Thallium, a metal that’s used in electronic switches and some medical devices, was once used as a major component in insecticides and rat poisons. It’s basically odorless and tasteless. And it is well known as the “poisoner’s poison” because it is so difficult to detect in the human body. Thallium use as a pesticide was banned in the U.S. in the early 70′s.

Biotech and pharmaceutical companies are permitted to conduct research using dangerous chemicals, toxins, poisons, extracts, etc. That’s how Tianli Li obtained the thallium she used to murder her husband. As a chemist for Bristol-Myers Squibb, Li ordered thallium to research its effect on humans.

After receiving doses of thallium (how Li introduced the thallium into her husband’s body is not clear) Wang became ill with flu-like symptoms and checked himself into a local hospital, where he lapsed into a coma and died two weeks later.

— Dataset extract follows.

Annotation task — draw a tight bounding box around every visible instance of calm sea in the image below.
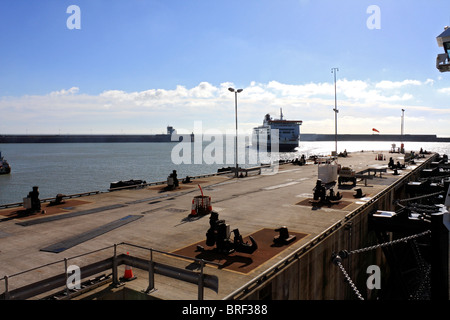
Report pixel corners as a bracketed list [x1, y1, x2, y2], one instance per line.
[1, 140, 449, 205]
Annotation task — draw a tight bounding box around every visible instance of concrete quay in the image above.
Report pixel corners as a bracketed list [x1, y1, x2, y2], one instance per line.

Had it not been for a quick thinking nurse who’d read about a thallium poisoning case in China, Li would have gotten away with murder…the “perfect murder,” using the “poisoner’s poison” as her instrument of death. The nurse alerted officials who then conducted tests and indeed found thallium in Wang’s body.

So there you have it, my writer friends—two very important bits of information for possible use in your work (writing, that is). One – thallium is the poisoner’s poison because it is difficult to detect. Two – people who work in biotech and pharmaceutical research are able to purchase just about anything in the name of “science.”

By the way, it takes a while for most poisons to get the job done. Having your character go as quickly as Hugh Killdme is, well, fictional.